ギジェルモ・エルナンデス・バロカル Guillermo Hernández Barrocal
2008年、スペインのバリャドリード生まれ。
8歳からピアノを始め、13歳でバリャドリード音楽院の専門課程を修了。マドリードのカタリナ・グルスカ高等音楽センターの奨学金を得て、アンドレイ・ヤロシンスキーのもとで4年間研鑽を積む。2023年からはガリーナ・エギアザロヴァに学び、その後、第18回ショパン国際ピアノコンクール第3位のマルティン・ガルシア・ガルシアに2025年8月まで師事した。現在はニューヨークのマネス音楽院にて、ジェローム・ローズ教授の指導のもと学士課程に在籍している。
これまでにジュゼップ・コロン、ホアキン・ソリアーノ、ファビオ・ビディーニなど名だたるピアニストのマスタークラスに参加し、スペイン、イタリア、アメリカの権威あるサマープログラムにも奨学生として選出されている。
幼少期より国内のコンクールを席巻し、国際舞台においてもペルニク国際コンクール(ブルガリア)第1位、セザール・フランク国際ピアノコンクール(ブリュッセル)第2位、若いピアニストのためのショパン国際ピアノコンクール(ルガーノ)第2位、クリーブランド国際ピアノコンクール・ヤングアーティスト部門セミファイナリストなど、華々しい成績を収める。
2025年8月、東京で開催された第5回Shigeru Kawai国際ピアノコンクールにおいて第1位および聴衆賞を受賞。この快挙により、国際舞台で最も期待される若手ピアニストの一人として確固たる地位を築いた。

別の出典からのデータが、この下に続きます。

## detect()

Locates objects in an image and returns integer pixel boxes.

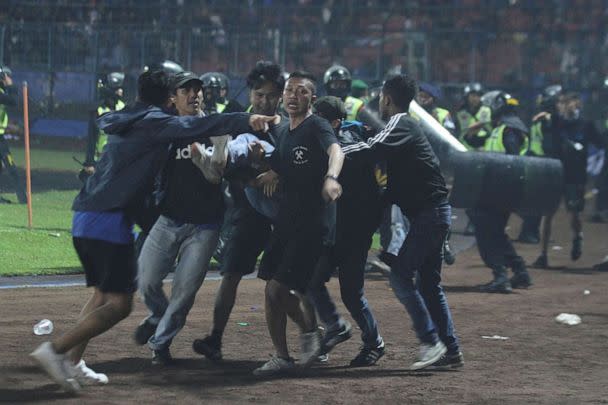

演奏活動も多岐にわたり、2023年夏にはショパン研究所の招聘でポーランドのジェラゾヴァ・ヴォラ(ショパン生家)にてリサイタルを開催。同年9月にはローザンヌ音楽祭でマルタ・アルゲリッチと共演。ニューヨーク、オーランド、ローザンヌを含む世界9カ国で演奏を披露している。2024年末にはマドリード国立音楽堂にて初のソロリサイタルを開催、2025年にはジローナ王女賞芸術部門のファイナリストにも選出された。
11歳でベートーヴェンのピアノ協奏曲第3番を演奏しオーケストラデビュー。以来、カスティーリャ・イ・レオン交響楽団やマラガ・フィルハーモニー管弦楽団等と共演を重ね、テレビやラジオの音楽番組にも多数出演している。2021年6月、自身の音楽に深い影響を与えたシューマン、リスト、ショパンの作品を収めたデビューアルバムをリリースした。